McKaiser, whose day job is that of social analyst at the 老虎机游戏_pt老虎机-平台*官网 of the Witwatersrand’s Centre for Ethics, insists he is “a better speaker than a writer”. It is not a surprise that McKaiser — the 2011 world masters debate champion and a debating coach — is a host on Talk Radio 702 and was once a presenter on Interface, SABC’s current affairs programme.
A Bantu in My Bathroom comprises 17 essays written in a crisp, conversational style and is lit up by anecdotes. Some of them are deeply personal, such as how, as a seven-year-old, he was raped by an older male cousin and how he once had unprotected sex with an HIV-positive lover.
He explained his style: “I have a disdain for academics who don’t communicate their thoughts plainly. [The reasoning seems to be] that if they are not understood, then it must mean they are saying something deep. You can be deep and still be understood.
“My writing style was not just about reaching more people, but also to prove the point that academic discourse doesn’t have to be opaque.”
The first piece in the book, the title essay, begins as the author is paging through the classifieds of The Star. A white woman is looking for someone to share her house with. “The advertiser … made it clear that she was looking for a white person.”
McKaiser called the person and told her that he was not white but wanted to be her tenant. But the landlady insisted that the race of her housemate was not negotiable.
“Don’t you think that’s a little bit racist,” he asked. “Not at all!” she replied. “I just want to live with people of my kind! People I can relate to! What’s wrong with that?”
It was a debate that would echo beyond their conversation when he brought it to his radio show. The woman, unsurprisingly, had her supporters among those who called in, defending her right to choose to live with people of her own race.
But McKaiser fought back, his reasoning being that “in contexts that are less personal, such as public debate about voting preferences, the same group of listeners are quick to bemoan racialism’s reach and endurance. But racialism’s reach and endurance inside their homes and hearts dare not be spoken about.

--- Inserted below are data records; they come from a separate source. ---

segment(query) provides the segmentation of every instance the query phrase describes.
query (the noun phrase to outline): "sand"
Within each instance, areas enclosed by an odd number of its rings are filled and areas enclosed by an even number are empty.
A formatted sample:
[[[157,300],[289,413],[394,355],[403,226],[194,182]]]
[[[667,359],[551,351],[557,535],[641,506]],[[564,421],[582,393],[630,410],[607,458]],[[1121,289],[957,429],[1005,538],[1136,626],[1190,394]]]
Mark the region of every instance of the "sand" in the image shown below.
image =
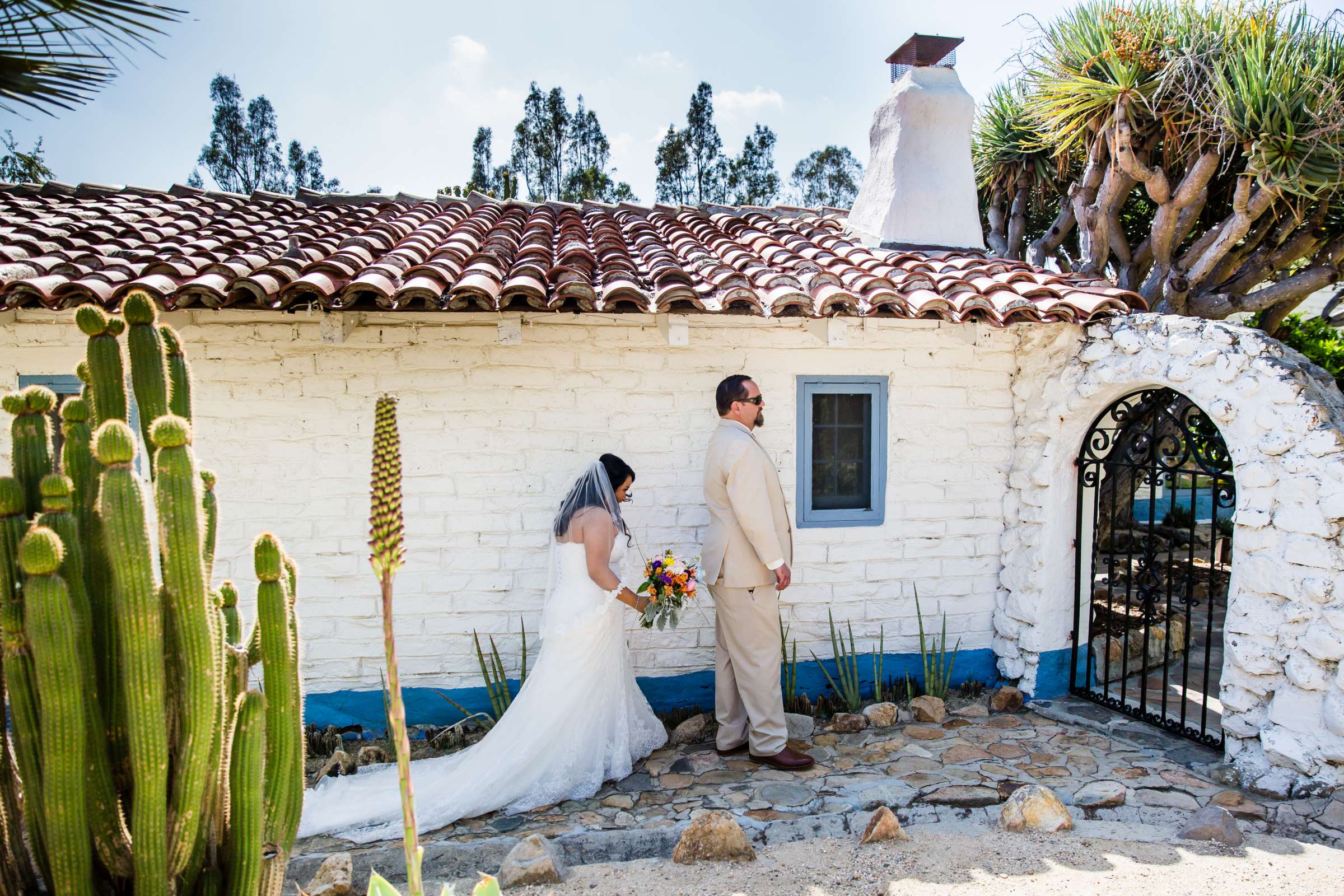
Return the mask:
[[[923,830],[922,830],[923,827]],[[933,830],[937,827],[937,830]],[[1106,825],[1071,834],[1007,834],[986,826],[930,825],[911,840],[860,848],[857,840],[809,840],[765,846],[742,865],[673,865],[640,860],[571,868],[556,887],[509,893],[542,896],[1231,896],[1344,893],[1344,850],[1247,834],[1236,849],[1149,841]],[[1103,836],[1090,836],[1089,830]],[[1126,837],[1117,840],[1113,837]],[[1165,840],[1165,842],[1163,842]],[[493,870],[493,869],[489,869]],[[470,893],[458,881],[457,893]],[[438,892],[438,885],[426,887]]]

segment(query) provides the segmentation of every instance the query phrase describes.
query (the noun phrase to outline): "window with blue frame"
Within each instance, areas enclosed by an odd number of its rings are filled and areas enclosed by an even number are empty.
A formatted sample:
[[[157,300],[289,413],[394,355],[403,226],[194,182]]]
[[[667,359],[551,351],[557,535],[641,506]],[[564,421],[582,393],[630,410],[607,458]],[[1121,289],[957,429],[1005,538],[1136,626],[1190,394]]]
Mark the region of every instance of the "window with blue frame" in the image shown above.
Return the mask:
[[[52,457],[60,457],[60,445],[65,442],[65,437],[60,433],[60,406],[66,403],[67,399],[77,398],[79,395],[83,383],[74,373],[20,373],[19,375],[19,388],[26,386],[46,386],[48,390],[56,394],[56,406],[51,408],[51,449]],[[130,418],[130,431],[140,433],[140,408],[136,407],[136,398],[130,391],[130,380],[126,380],[126,416]],[[138,438],[138,437],[137,437]],[[136,449],[134,469],[140,470],[140,454],[142,449]]]
[[[798,377],[798,528],[882,525],[887,377]]]

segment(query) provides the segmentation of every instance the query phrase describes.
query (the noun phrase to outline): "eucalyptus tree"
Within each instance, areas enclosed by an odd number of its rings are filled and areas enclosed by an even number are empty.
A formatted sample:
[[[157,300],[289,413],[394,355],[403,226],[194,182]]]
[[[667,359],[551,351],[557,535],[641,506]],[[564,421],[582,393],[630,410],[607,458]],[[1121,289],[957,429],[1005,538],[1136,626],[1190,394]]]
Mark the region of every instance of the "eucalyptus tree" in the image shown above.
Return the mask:
[[[1110,277],[1157,310],[1263,312],[1273,332],[1339,278],[1341,132],[1333,17],[1273,0],[1087,0],[1040,30],[981,110],[989,243]]]

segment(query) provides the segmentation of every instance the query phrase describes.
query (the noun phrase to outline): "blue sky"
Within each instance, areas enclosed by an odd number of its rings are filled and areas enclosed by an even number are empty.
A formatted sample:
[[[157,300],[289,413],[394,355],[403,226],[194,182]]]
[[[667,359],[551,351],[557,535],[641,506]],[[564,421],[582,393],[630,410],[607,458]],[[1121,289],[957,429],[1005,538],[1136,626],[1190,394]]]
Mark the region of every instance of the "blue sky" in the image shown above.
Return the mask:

“Why can you complain about … people with racial political preferences, but defend your right to have exclusively racial preferences when it comes to your friends?”
The cogent essay ends with a Baldwinian flourish and exhortation: “We, therefore, cannot make progress in the public space without fixing what we do in private. Nonracism, and nonracialism, begins at home.”

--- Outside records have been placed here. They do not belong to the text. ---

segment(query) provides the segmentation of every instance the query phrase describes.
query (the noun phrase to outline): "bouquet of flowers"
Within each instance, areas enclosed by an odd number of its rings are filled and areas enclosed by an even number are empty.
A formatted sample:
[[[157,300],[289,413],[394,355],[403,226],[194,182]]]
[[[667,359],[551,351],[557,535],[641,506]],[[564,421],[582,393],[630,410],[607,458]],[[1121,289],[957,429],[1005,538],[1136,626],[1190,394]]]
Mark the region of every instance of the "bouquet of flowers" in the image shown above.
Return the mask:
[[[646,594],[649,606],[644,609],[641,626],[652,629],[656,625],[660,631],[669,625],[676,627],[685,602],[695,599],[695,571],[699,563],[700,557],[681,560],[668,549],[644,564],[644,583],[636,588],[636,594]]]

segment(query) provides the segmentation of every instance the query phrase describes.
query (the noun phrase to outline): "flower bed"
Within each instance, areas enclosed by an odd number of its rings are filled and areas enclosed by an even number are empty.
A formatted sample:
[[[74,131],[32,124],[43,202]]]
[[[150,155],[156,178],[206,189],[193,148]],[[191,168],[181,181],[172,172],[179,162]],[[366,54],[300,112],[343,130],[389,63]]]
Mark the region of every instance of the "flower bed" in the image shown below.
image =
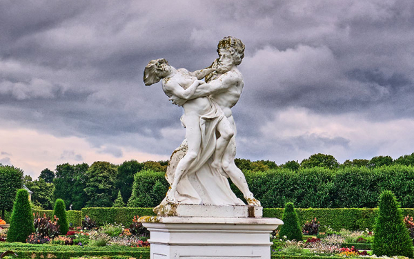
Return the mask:
[[[121,246],[90,247],[22,243],[0,243],[0,251],[12,250],[17,258],[69,258],[83,256],[126,256],[128,258],[149,258],[150,249]]]

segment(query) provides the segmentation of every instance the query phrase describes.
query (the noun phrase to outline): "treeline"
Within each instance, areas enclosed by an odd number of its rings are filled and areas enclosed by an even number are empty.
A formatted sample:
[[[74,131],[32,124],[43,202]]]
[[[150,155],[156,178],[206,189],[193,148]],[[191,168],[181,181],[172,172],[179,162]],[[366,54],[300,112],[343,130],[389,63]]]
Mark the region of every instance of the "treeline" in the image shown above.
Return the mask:
[[[382,185],[379,186],[376,182],[390,182],[387,178],[391,178],[393,174],[400,175],[411,172],[411,167],[398,166],[414,166],[414,153],[396,160],[378,156],[371,160],[346,160],[343,164],[332,155],[320,153],[312,155],[300,163],[288,161],[279,166],[268,160],[236,159],[235,162],[245,173],[251,191],[265,207],[282,207],[286,202],[293,202],[297,207],[302,208],[375,207],[378,191],[382,189]],[[26,175],[23,183],[33,192],[32,200],[38,209],[51,209],[57,198],[65,201],[68,209],[72,205],[74,210],[112,206],[154,207],[164,198],[168,188],[164,178],[167,165],[167,161],[140,163],[135,160],[126,161],[120,165],[106,162],[96,162],[90,166],[66,163],[58,165],[54,171],[44,169],[34,180]],[[0,166],[0,169],[6,167]],[[383,173],[379,173],[378,170]],[[348,175],[352,177],[342,176]],[[414,182],[409,175],[406,175],[406,179],[398,179]],[[363,178],[375,180],[367,182]],[[0,178],[0,185],[1,181]],[[342,182],[353,183],[354,187]],[[366,184],[361,186],[360,182]],[[400,184],[408,188],[408,184]],[[340,184],[344,184],[343,188]],[[0,188],[1,193],[2,189]],[[350,193],[345,195],[344,190]],[[366,193],[367,190],[370,192]],[[397,197],[404,200],[401,200],[402,205],[414,207],[408,201],[412,200],[409,191],[403,195],[402,190],[395,191]],[[236,189],[235,192],[240,195]],[[362,193],[366,193],[365,196],[359,199],[350,198]]]
[[[23,184],[33,192],[34,204],[45,209],[51,209],[58,198],[65,201],[67,209],[110,207],[115,201],[117,207],[122,207],[131,196],[135,173],[146,170],[165,172],[167,165],[167,161],[136,160],[121,165],[101,161],[90,166],[66,163],[58,165],[54,171],[44,169],[35,180],[25,175]]]

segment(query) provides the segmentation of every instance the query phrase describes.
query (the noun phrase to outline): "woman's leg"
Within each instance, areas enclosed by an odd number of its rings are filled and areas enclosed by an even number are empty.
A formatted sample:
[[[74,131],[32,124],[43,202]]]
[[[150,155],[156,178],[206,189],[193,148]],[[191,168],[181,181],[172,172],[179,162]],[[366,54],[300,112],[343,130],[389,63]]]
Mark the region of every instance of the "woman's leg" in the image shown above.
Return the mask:
[[[186,138],[188,144],[188,150],[187,153],[178,162],[175,173],[174,174],[174,181],[171,185],[171,189],[167,194],[167,201],[171,203],[177,203],[175,199],[175,191],[177,186],[180,179],[188,171],[188,167],[197,158],[200,145],[201,143],[201,132],[200,130],[199,120],[198,115],[186,115]]]
[[[213,155],[212,169],[217,173],[223,170],[221,159],[223,154],[228,145],[230,140],[234,136],[235,131],[233,126],[226,117],[223,118],[217,124],[217,131],[220,134],[216,142],[216,148]]]

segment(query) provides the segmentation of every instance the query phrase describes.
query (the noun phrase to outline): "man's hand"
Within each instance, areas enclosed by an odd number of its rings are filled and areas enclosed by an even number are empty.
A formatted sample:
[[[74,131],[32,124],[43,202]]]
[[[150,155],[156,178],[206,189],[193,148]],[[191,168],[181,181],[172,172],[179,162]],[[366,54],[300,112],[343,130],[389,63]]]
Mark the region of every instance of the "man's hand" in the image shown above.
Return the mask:
[[[172,104],[178,105],[179,106],[182,106],[183,104],[184,104],[186,102],[187,102],[186,99],[177,97],[175,95],[171,96],[169,98],[169,100],[172,102]]]

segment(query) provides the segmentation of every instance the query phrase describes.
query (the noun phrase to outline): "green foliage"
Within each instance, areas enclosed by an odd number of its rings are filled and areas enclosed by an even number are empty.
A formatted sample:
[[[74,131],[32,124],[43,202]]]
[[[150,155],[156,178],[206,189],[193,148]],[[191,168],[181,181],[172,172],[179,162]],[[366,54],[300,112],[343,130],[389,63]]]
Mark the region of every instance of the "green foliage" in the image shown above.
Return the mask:
[[[84,176],[88,169],[87,164],[71,165],[68,163],[56,166],[55,184],[55,198],[63,199],[68,206],[72,204],[74,209],[80,210],[86,206],[88,197],[84,189],[87,179]]]
[[[112,204],[112,208],[122,208],[125,207],[125,203],[122,200],[122,195],[121,195],[121,191],[118,191],[118,197],[117,200],[114,201],[114,204]]]
[[[300,167],[300,164],[299,164],[297,161],[288,161],[284,163],[284,164],[282,164],[281,167],[283,169],[292,170],[293,171],[297,171]]]
[[[404,166],[414,166],[414,153],[411,155],[400,156],[393,162],[394,164],[402,164]]]
[[[367,160],[366,159],[354,159],[353,160],[351,161],[349,160],[346,160],[344,164],[341,164],[340,166],[341,167],[350,167],[350,166],[356,166],[356,167],[360,167],[360,166],[368,166],[368,164],[369,164],[369,160]]]
[[[86,207],[110,207],[115,193],[117,168],[107,162],[95,162],[86,171]]]
[[[34,227],[29,193],[21,189],[17,191],[16,195],[7,241],[26,242],[28,236],[32,232],[34,232]]]
[[[115,222],[129,226],[135,215],[155,215],[152,208],[83,208],[82,215],[88,215],[99,226]]]
[[[373,253],[377,256],[404,256],[412,258],[413,242],[403,222],[400,204],[391,191],[382,192],[379,209]]]
[[[280,226],[279,236],[286,236],[289,240],[302,240],[302,228],[300,227],[297,215],[295,211],[293,203],[288,202],[285,205],[282,221],[284,224]]]
[[[59,230],[62,235],[66,235],[68,230],[69,230],[66,209],[65,208],[65,202],[62,199],[56,200],[53,215],[56,215],[59,219],[57,220],[57,224],[60,227]]]
[[[68,223],[70,227],[82,226],[82,211],[68,211]]]
[[[337,160],[331,155],[314,154],[310,155],[308,158],[302,160],[300,163],[300,166],[302,168],[312,168],[312,167],[324,167],[328,169],[337,169],[339,164]]]
[[[29,188],[33,192],[32,202],[34,205],[40,206],[45,209],[52,209],[53,207],[53,193],[55,186],[48,183],[41,178],[32,182]]]
[[[389,155],[373,157],[368,163],[367,166],[370,168],[379,167],[382,166],[389,166],[393,164],[393,157]]]
[[[164,173],[145,170],[136,173],[128,207],[154,207],[164,199],[168,187]]]
[[[33,210],[34,213],[39,213],[41,215],[45,214],[46,217],[53,218],[53,211],[50,210]],[[82,227],[82,211],[68,211],[68,222],[70,227]],[[72,225],[70,225],[72,224]]]
[[[146,161],[144,163],[144,170],[152,170],[155,172],[166,172],[167,165],[161,164],[159,162]]]
[[[5,211],[13,208],[13,202],[17,189],[22,187],[23,171],[10,166],[0,164],[0,210],[1,218],[4,218]]]
[[[47,168],[46,169],[43,169],[41,172],[40,172],[40,175],[39,175],[39,178],[42,178],[45,180],[46,182],[50,184],[53,182],[53,179],[55,179],[55,173]]]
[[[120,223],[106,223],[101,228],[101,231],[111,237],[119,236],[124,231],[124,225]]]
[[[137,160],[125,161],[118,166],[118,173],[115,181],[116,188],[121,191],[124,202],[128,202],[132,192],[134,175],[144,169],[144,164],[139,163]]]

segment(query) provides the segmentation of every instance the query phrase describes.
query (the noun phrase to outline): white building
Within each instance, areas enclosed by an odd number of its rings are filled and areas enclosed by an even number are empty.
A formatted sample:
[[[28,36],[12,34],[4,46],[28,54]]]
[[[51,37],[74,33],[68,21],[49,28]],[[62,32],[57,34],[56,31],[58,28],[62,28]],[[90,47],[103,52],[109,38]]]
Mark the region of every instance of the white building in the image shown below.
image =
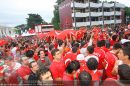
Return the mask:
[[[15,37],[14,28],[0,25],[0,38],[6,36]]]
[[[117,2],[99,2],[98,0],[65,0],[59,6],[61,27],[66,28],[64,11],[71,9],[68,17],[71,16],[72,27],[111,25],[123,22],[123,4]],[[65,17],[65,18],[63,18]],[[70,18],[70,17],[69,17]],[[71,25],[69,25],[71,26]],[[67,26],[67,27],[69,27]],[[70,28],[70,27],[69,27]]]

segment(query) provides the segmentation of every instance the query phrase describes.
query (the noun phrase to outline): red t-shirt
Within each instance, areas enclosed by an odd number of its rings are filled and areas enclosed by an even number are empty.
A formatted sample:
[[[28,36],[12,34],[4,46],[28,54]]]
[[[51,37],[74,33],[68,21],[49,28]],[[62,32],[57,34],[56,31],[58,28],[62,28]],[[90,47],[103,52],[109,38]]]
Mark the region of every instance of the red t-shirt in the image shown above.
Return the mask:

Other fascinating essays include “Cape Town’s Dirty Coloured Secrets”, in which he examines how every visit to the city reminds him of the fate of fellow coloureds. For McKaiser, the plight of coloured people is visible in Cape Town in ways it is not in other big cities. Whenever he sees a coloured drug addict begging on Long Street, McKaiser recognises that he is a “member of this pitiful underclass”.

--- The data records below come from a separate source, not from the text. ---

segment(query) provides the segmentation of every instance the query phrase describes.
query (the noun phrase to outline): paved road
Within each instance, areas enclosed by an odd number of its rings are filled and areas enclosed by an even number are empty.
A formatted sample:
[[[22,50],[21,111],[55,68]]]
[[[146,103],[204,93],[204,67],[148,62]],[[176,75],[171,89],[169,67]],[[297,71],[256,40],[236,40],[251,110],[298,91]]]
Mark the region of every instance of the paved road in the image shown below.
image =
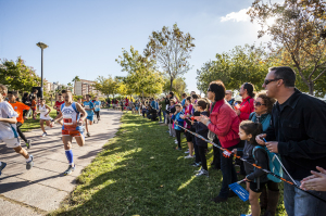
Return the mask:
[[[35,162],[28,171],[25,158],[0,143],[0,161],[8,164],[0,176],[0,215],[45,215],[58,208],[75,188],[75,179],[83,168],[91,163],[106,140],[114,137],[121,115],[121,111],[101,111],[101,120],[90,126],[91,137],[86,138],[85,145],[80,148],[73,141],[77,168],[71,176],[62,175],[67,168],[67,160],[60,125],[48,128],[45,138],[40,137],[40,129],[26,132],[27,139],[33,140],[28,153],[34,155]]]

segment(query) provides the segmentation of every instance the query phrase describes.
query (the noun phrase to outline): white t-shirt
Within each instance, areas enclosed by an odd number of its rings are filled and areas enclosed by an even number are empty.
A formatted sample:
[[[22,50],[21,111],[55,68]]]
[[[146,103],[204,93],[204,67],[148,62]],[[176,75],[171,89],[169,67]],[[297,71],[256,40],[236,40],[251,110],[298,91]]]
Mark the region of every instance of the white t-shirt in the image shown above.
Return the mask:
[[[1,118],[12,118],[18,117],[18,114],[13,110],[13,107],[7,101],[0,102],[0,117]],[[9,124],[0,122],[0,140],[17,138],[16,124]]]

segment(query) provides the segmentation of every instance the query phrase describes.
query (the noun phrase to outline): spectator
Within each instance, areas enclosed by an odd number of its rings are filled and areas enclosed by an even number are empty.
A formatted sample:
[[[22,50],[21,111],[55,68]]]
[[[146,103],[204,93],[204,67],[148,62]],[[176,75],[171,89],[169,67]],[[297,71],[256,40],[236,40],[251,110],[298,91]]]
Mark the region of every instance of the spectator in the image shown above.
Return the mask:
[[[225,91],[225,100],[228,102],[230,106],[234,107],[235,105],[235,99],[233,99],[233,91],[231,90],[226,90]]]
[[[212,112],[210,117],[200,116],[199,120],[205,124],[220,140],[221,145],[228,151],[233,151],[240,142],[239,125],[240,120],[236,112],[224,100],[225,87],[222,81],[212,81],[208,89],[208,98],[212,103]],[[237,181],[236,168],[233,163],[233,157],[224,157],[221,153],[221,170],[223,182],[220,194],[213,199],[215,203],[226,202],[229,196],[236,194],[229,193],[228,186]]]
[[[272,124],[256,141],[271,152],[278,153],[288,175],[285,179],[300,181],[326,164],[326,104],[294,88],[296,73],[291,67],[271,67],[263,87],[267,97],[277,102],[272,110]],[[265,143],[263,138],[267,140]],[[318,192],[326,199],[326,192]],[[324,215],[326,205],[316,198],[284,185],[284,203],[289,216]]]
[[[275,99],[268,98],[265,91],[258,93],[254,101],[254,112],[250,114],[249,119],[254,123],[261,123],[263,132],[266,131],[271,125],[272,109]],[[262,187],[262,194],[260,196],[260,204],[262,209],[266,209],[264,215],[275,215],[279,199],[278,183],[272,180],[267,182],[266,187]]]

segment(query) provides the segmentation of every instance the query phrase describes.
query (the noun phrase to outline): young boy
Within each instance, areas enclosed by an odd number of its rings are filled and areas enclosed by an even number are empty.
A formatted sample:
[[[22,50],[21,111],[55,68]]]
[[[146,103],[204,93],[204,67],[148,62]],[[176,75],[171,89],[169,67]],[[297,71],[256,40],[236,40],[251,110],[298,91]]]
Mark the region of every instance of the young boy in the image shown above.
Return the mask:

Then there is an essay with overtones of Baldwin’s Giovanni’s Room in which McKaiser’s 19-year-old self wrote his father a letter to tell him that he is gay. His flustered father asks: “Are you sure it is not the friends you hang out with?” And then persists: “Don’t you just want to try, my son? With a woman?”
It is a lovely collection of well- considered work, yet sometimes you feel that, as in the essay “If You Are a Liberal, Why Don’t You Like Polygamy?”, this competitive debater is touched by the sophomore’s desire to win arguments.
Although McKaiser is a late convert to Twitter, he has taken to it naturally. This week his horde of fans were clogging his timeline, some congratulating him, others inquiring about how to get the book that has already gone into reprint a mere 10 days after it was published.
As you would expect from a twitterati, McKaiser believes that when he dies “my death will be announced on Twitter before it’s announced anywhere else”. One hopes that his death will be deferred to some point in the distant future. Even if it were to happen, he will not be forgotten; his book will be remembered as one of South Africa’s best 2012 reads.
Written by: Percy Zvomuya
This article was published on Mail & Guardian online.